The table contains almost 300 billion rows so this will take a very long time.
say the following:
If you use an ALTER TABLE statement to add a column, Impala rescans all partitions and fills in the appropriate column-level values the next time you run COMPUTE INCREMENTAL STATS.
i assumed that "appropriate column-level values" means only the new column values, am i reading this wrong?
Or is this not the correct Impala behaviour that i am seeing?
Thanks for any help/insight into this.
EDIT 2 hours later:
- I remember i also removed some 150 partitions before i altered the table and added the column. And after this
the total number of rows in the table (as shown by show partitions) was not correct (count(*) from table showed different lower number of rows)
What i did now is:
- cancel the update incremental stats query. is was <2% complete after almost 4 hours.
- added the stats for the new column manually with alter table t set column stats col_ts ('numDVs'='0', 'numNulls'='0');
This did not have the desired afffect a new update incremental stats query again started analyzing the entire table.
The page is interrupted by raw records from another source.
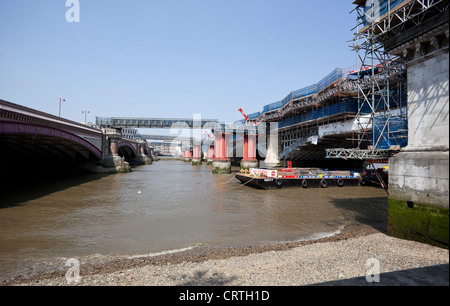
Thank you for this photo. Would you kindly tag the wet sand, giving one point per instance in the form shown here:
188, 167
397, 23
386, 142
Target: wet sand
338, 257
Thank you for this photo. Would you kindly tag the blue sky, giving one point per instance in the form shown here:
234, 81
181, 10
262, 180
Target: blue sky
168, 58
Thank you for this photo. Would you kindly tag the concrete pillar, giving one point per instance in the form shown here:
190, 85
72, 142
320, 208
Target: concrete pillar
210, 155
114, 147
112, 160
221, 164
197, 154
142, 158
249, 159
272, 160
419, 174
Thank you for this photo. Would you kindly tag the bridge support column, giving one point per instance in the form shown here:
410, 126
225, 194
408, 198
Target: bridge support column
197, 154
112, 160
142, 158
272, 160
222, 163
249, 160
419, 174
187, 155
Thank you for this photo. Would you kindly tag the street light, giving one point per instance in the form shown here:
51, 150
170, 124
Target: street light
85, 116
63, 100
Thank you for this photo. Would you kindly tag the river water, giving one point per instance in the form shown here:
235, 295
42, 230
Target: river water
169, 205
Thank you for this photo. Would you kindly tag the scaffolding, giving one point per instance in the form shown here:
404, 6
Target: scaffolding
381, 77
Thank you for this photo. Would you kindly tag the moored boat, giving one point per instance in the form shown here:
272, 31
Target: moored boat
298, 177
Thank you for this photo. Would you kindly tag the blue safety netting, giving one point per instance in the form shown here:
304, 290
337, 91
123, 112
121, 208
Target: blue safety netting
390, 132
350, 107
337, 74
377, 8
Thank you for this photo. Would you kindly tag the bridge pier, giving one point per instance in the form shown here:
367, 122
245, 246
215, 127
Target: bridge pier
197, 154
142, 158
210, 158
419, 174
112, 161
222, 162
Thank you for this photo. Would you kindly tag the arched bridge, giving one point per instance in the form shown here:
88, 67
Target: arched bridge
46, 142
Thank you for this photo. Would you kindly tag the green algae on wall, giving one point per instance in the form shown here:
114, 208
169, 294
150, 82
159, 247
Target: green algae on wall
419, 222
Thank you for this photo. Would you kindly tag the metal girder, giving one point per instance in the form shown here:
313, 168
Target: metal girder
153, 122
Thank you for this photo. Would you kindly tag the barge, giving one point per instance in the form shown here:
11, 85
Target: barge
298, 177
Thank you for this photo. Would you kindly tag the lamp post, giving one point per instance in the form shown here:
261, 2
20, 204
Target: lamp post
85, 116
63, 100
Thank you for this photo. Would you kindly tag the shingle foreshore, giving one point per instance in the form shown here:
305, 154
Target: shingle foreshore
341, 257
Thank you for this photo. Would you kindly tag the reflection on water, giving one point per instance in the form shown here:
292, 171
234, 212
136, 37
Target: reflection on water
164, 206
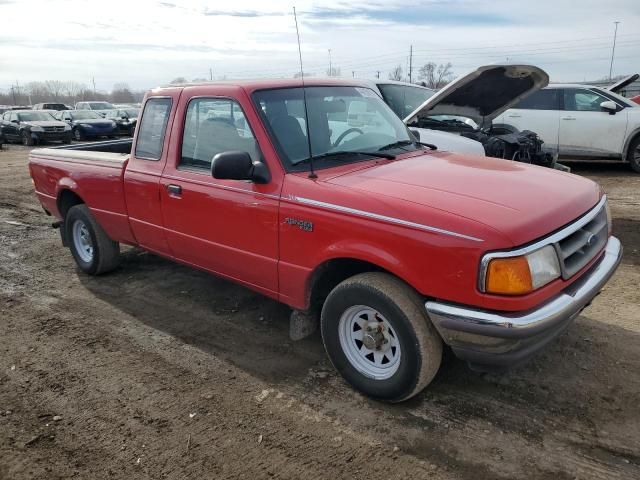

- Then i calculated the stats for a single new partition by adding the PARTITION(...) clause to the update incremental stats query. (which i should not have to do)
- After this single partition was updated i ran the update incremental stats command again WITHOUT the PARTITION clause and now it only analyzed the new partitions and NOT the entire table!
The total number of rows in the table shown by "show partitions" is now correct.